Die meisten der Beiträge stammen zwar aus dem Bereich der Germanistik, doch die Vielfalt der Perspektiven soll erhöht werden, indem bewusst nicht nur Literaturwissenschaftler:innen, sondern auch Schriftsteller:innen eingeladen wurden, ihre Sichtweisen einzubringen. Allerdings bleibt die Frage, die die Einleitung insbesondere an die letzteren stellt, ob nämlich Einlässlichkeit nicht nur beim Lesen, sondern auch beim Schreiben eine Rolle spiele, weitgehend unbeantwortet. Das liegt zum einen daran, dass manche der literarischen Texte sich vom Thema unabhängig machen (etwa der Text von Oswald Egger, der der Frage nachgeht, warum ein Spiegel nur rechts und links und nicht oben und unten vertauscht). Zum anderen ist vielleicht auch die Frage, ob Einlässlichkeit beim Schreiben wichtig sei, nicht ideal, da natürlich kaum jemand literarische Texte schreibt, ohne sich auf einen Gegenstand oder auf den zu schreibenden Text selbst wirklich einzulassen.

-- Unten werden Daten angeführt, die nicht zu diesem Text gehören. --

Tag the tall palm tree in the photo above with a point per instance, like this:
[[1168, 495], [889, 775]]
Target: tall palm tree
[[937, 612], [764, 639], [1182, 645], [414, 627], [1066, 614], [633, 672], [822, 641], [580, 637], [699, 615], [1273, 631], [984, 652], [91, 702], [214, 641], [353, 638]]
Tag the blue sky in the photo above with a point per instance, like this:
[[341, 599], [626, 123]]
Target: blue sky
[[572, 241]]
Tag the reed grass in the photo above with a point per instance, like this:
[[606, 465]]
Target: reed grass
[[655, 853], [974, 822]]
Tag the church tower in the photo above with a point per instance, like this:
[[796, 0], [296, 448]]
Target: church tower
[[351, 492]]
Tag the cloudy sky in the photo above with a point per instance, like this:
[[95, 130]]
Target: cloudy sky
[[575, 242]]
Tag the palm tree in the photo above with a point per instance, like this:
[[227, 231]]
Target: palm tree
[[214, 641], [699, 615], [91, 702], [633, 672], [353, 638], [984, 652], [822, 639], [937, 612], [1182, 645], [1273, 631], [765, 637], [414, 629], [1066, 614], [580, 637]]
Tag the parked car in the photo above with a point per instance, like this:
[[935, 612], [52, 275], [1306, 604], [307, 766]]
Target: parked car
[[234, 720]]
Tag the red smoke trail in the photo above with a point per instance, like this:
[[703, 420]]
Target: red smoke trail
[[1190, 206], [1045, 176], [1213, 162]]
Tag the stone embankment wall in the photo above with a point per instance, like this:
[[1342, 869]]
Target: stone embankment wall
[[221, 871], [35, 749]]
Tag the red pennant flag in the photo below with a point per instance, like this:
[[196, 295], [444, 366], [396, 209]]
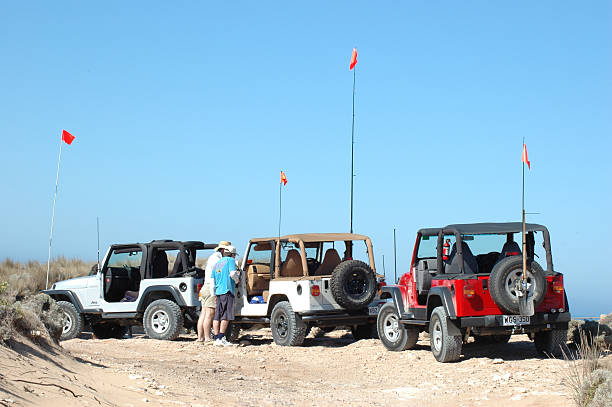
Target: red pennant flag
[[67, 137], [525, 159], [353, 59]]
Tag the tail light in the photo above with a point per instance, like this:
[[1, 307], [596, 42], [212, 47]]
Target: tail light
[[380, 286], [468, 292], [558, 287]]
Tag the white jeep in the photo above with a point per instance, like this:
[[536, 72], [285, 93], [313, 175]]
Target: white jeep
[[296, 282], [151, 284]]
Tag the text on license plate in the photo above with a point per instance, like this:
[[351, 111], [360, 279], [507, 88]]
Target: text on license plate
[[516, 320]]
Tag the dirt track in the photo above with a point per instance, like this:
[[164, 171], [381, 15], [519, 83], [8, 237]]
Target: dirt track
[[332, 370]]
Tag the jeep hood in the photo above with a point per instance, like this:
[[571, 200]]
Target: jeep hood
[[77, 282]]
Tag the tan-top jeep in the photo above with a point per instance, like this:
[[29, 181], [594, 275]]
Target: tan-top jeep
[[295, 282]]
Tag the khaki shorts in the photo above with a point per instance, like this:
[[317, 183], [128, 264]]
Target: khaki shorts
[[206, 298]]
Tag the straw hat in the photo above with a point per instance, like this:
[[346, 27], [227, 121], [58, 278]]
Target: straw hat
[[223, 244]]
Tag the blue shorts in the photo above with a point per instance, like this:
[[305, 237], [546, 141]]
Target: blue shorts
[[224, 310]]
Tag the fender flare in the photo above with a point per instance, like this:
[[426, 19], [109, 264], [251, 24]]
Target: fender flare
[[445, 297], [65, 293], [396, 295], [443, 293], [159, 288]]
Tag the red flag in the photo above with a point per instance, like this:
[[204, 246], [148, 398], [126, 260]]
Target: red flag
[[67, 137], [525, 159], [353, 59]]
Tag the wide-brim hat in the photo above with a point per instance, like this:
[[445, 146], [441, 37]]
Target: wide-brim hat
[[223, 244]]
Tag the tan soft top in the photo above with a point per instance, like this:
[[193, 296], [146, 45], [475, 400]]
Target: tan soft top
[[315, 237]]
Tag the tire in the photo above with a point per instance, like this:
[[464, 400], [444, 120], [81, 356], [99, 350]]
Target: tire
[[551, 343], [395, 336], [502, 280], [288, 329], [492, 339], [233, 332], [163, 320], [444, 347], [367, 331], [108, 331], [353, 284], [73, 321]]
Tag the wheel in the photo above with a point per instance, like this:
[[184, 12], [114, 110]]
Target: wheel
[[163, 320], [288, 329], [492, 339], [444, 347], [551, 343], [353, 284], [502, 283], [109, 330], [367, 331], [233, 332], [392, 334], [73, 321]]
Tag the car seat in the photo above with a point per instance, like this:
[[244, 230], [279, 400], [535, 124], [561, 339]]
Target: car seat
[[509, 249], [159, 265], [470, 265], [292, 266], [330, 260]]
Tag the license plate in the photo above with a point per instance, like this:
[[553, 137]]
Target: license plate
[[511, 320]]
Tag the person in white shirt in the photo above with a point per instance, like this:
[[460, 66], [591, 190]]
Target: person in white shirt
[[207, 297]]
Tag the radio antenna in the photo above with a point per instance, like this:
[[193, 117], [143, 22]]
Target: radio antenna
[[394, 258], [98, 230]]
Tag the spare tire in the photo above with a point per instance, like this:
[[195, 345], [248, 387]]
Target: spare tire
[[353, 284], [503, 279]]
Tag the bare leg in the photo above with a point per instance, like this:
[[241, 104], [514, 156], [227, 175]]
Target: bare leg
[[200, 324], [224, 325], [208, 322], [216, 327]]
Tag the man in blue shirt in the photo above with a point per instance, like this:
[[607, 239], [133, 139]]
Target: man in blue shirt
[[225, 276]]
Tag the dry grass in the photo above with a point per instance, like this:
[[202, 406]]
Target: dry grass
[[588, 376], [37, 317], [28, 278]]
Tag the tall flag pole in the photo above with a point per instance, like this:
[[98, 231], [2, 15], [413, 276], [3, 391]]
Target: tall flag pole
[[526, 305], [67, 138], [280, 199], [351, 66]]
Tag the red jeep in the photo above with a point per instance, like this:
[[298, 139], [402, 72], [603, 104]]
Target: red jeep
[[463, 282]]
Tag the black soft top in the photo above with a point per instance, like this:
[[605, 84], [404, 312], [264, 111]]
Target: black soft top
[[484, 228], [168, 244]]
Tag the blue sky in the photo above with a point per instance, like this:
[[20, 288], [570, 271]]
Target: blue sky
[[185, 113]]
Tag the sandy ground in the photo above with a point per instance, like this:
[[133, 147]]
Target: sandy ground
[[330, 370]]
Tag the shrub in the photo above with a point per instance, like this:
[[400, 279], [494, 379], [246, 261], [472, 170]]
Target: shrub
[[28, 278], [591, 331], [37, 317], [589, 380]]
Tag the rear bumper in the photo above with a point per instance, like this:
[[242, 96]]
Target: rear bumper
[[335, 319], [540, 321]]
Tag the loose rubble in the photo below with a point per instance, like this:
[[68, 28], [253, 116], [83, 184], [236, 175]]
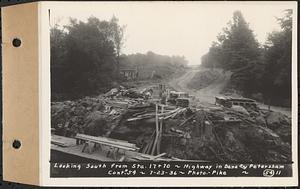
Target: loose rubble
[[213, 133]]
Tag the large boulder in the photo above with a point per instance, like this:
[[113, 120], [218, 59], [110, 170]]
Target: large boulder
[[96, 124], [277, 119]]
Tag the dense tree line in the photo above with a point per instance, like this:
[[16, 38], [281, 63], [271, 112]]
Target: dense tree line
[[85, 56], [154, 65], [259, 71]]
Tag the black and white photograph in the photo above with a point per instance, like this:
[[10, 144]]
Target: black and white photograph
[[190, 89]]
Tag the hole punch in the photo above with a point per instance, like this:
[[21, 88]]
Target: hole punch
[[16, 144], [16, 42]]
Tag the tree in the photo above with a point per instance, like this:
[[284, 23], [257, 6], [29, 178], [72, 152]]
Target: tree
[[278, 59], [86, 55], [237, 50], [117, 37]]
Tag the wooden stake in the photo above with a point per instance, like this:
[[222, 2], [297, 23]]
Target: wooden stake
[[157, 131]]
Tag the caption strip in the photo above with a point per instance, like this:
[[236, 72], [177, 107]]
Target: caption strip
[[169, 169]]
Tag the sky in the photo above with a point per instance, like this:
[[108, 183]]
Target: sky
[[174, 28]]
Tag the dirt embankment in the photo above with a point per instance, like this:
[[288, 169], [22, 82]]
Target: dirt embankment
[[203, 133], [203, 83]]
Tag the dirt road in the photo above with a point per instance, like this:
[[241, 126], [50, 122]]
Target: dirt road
[[207, 94]]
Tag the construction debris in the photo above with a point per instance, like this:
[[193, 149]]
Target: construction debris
[[176, 131]]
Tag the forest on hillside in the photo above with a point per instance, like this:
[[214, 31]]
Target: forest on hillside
[[260, 71], [86, 58], [152, 65]]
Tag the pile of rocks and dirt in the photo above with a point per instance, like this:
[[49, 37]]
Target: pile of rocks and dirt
[[203, 133]]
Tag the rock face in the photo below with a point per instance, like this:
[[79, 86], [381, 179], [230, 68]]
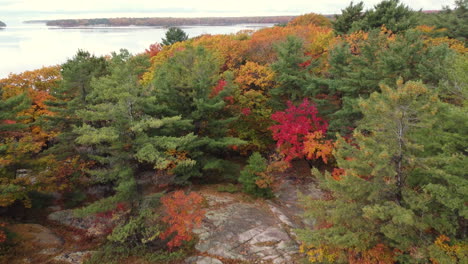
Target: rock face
[[73, 258], [259, 232], [38, 237], [202, 260], [67, 218], [93, 225]]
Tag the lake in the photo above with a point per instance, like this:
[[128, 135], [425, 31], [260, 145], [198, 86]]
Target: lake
[[31, 46]]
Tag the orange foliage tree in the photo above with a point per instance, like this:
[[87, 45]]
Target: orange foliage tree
[[310, 19], [182, 214]]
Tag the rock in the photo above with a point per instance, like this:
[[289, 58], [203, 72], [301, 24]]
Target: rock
[[73, 258], [67, 218], [93, 225], [202, 260], [37, 238], [241, 231]]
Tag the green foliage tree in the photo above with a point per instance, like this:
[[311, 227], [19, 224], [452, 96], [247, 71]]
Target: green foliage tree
[[292, 73], [184, 86], [251, 174], [173, 35], [389, 13], [71, 96], [351, 14], [119, 131], [452, 22], [402, 187], [379, 59]]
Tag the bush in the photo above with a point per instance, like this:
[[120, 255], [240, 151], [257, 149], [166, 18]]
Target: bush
[[254, 178]]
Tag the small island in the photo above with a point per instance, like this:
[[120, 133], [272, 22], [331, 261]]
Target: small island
[[165, 21]]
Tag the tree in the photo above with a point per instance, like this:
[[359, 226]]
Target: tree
[[451, 23], [120, 131], [184, 86], [173, 35], [357, 68], [23, 149], [253, 177], [293, 80], [183, 213], [71, 96], [310, 19], [294, 128], [351, 14], [13, 186], [387, 205], [389, 13]]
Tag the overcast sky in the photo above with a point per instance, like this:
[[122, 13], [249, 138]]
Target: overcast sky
[[91, 8]]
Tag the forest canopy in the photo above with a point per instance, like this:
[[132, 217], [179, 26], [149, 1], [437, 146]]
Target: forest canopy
[[373, 103]]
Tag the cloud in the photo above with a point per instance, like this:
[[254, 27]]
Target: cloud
[[201, 6]]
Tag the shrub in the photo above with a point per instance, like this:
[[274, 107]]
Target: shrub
[[182, 214], [254, 178]]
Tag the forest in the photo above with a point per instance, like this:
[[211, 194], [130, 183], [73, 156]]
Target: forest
[[369, 108]]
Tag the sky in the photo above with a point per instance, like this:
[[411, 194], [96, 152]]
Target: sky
[[52, 9]]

Wer sich für das Thema Lesen interessiert, dürfte besonders interessiert sein an den Beiträgen, die nah am vorgegebenen Thema eine reflektierte Differenzierung versuchen und besondere Aspekte dessen, was einlässliche Lektüre sein könnte, beleuchten. Lesenswert ist hier zum Beispiel der Vorschlag von Michel Chaouli, den Begriff „Intime Lektüre“ als dauernde Aushandlung von Sich Einlassen und Misstrauen zu verstehen. Spannend ist auch Michael Gampers Aufsatz, der ein Experiment, in dem der britische Philologe I. A. Richards Leser aufforderte, anonym und ohne Vermittlung Lyrik zu kommentieren, überzeugend als eine Art vergessene Urszene des Close Reading darstellt.
Weitere interessante Texte sind der auch ohne Fachwissen einleuchtende Essay „Lesen üben“ von Lea Schneider, der in der Tätigkeit des Vögel Beobachtens eine Allegorie des Lesens findet, Julia Kitzmanns Aufsatz, der mit der Frage „Können wir überhaupt noch einlässlich lesen?“ die oft geäußerte Befürchtung aufgreift, das Lesen als Fähigkeit gehe mit der Digitalisierung verloren, und die Beiträge von Jenny Willner und Bernadette Grubner, die sich jeweils erhellend mit psychoanalytischen Aspekten des Lesens beziehungsweise Deutens beschäftigen. Und auch die Texte, die sich etwas abseits vom Thema mit einem einzelnen Werk oder Autor beschäftigen, sind meist von hoher Qualität, so dass sich der Sammelband für alle lohnt, die mehr über die komplizierten Beziehungen zwischen Menschen und literarischen Texten wissen wollen.